JUSTICE KOURLIS dissents, and JUSTICE COATS joins in the dissent.
In this opinion, we consolidate and address the appeals from two court of appeals' decisions, Brekke v. State Farm Mut. Auto. Ins. Co., 81 P.3d 1101 (Colo. App. 2003), and an unpublished case, Shaffer v. State Farm Mut. Auto. Ins. Co., No. 02CA2274, 2003 WL 22113741 (Colo. App. Sept. 11, 2003). We consider how an insurance provider may participate in tort litigation between its insureds and uninsured motorists who injured the insureds.
In these cases, two individuals purchased uninsured motorist coverage (UM coverage) from State Farm Mutual Automobile Insurance Company (State Farm). They were injured in accidents with uninsured motorists and sued both State Farm and the uninsured motorists who had caused their injuries. The uninsured motorists failed to appear or answer the complaints, but State Farm appeared and demanded a jury trial both on the insureds' claim that State Farm should have paid under their UM coverage and also on the insureds' claim that the uninsured motorists had negligently caused injury to them.
The district courts conducted default judgment hearings on the negligence claims to determine the liability and damages of the uninsured motorists and allowed State Farm to participate as a party adverse to its insureds. State Farm appealed.
In its appeals, State Farm challenged the district courts' decisions to deny jury trials on the negligence claims against the uninsured motorists. State Farm claimed that its contractual provision that the liability of the uninsured motorist must be determined in an "actual trial," and its request for a jury trial under C.R.C.P. 38, required the district courts to hold a jury trial on the negligence claims against the uninsured motorists. The court of appeals affirmed the actions of the trial courts. State Farm successfully petitioned for certiorari.
We determine that the "actual trial" clauses in the insureds' UM contracts, which attempt to preclude default judgment against uninsured motorists from effectively establishing liability, violate public policy. As we explain in the body of the opinion, UM coverage mandated by section 10-4-609, C.R.S. (2004) is diluted if an insurance company contractually prohibits a default judgment from establishing the liability of an uninsured motorist.
We next consider State Farm's role in the negligence claims filed by the insureds against the uninsured motorists. We first distinguish the negligence claims against the uninsured motorists from the contract claims against State Farm and hold that State Farm had the right to a jury trial on its contract claims.

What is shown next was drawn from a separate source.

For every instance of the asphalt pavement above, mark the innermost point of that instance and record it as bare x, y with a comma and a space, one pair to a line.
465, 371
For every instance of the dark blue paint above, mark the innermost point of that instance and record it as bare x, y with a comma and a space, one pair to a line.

Regarding the negligence claims, we examine the reciprocal duties owed by State Farm and its insureds, and how the litigation is affected by the public policy underlying UM coverage in Colorado. We determine that the district court must take into consideration the unique relationship between the insured and insurance provider and balance the insurance provider's duties to the insured and the insured's right to undiluted UM recovery against the interest of the insurance provider in receiving a fair hearing on its legitimate defenses. While the insurance provider may participate in the tort litigation, its participation must be no more extensive than necessary to preserve that balance.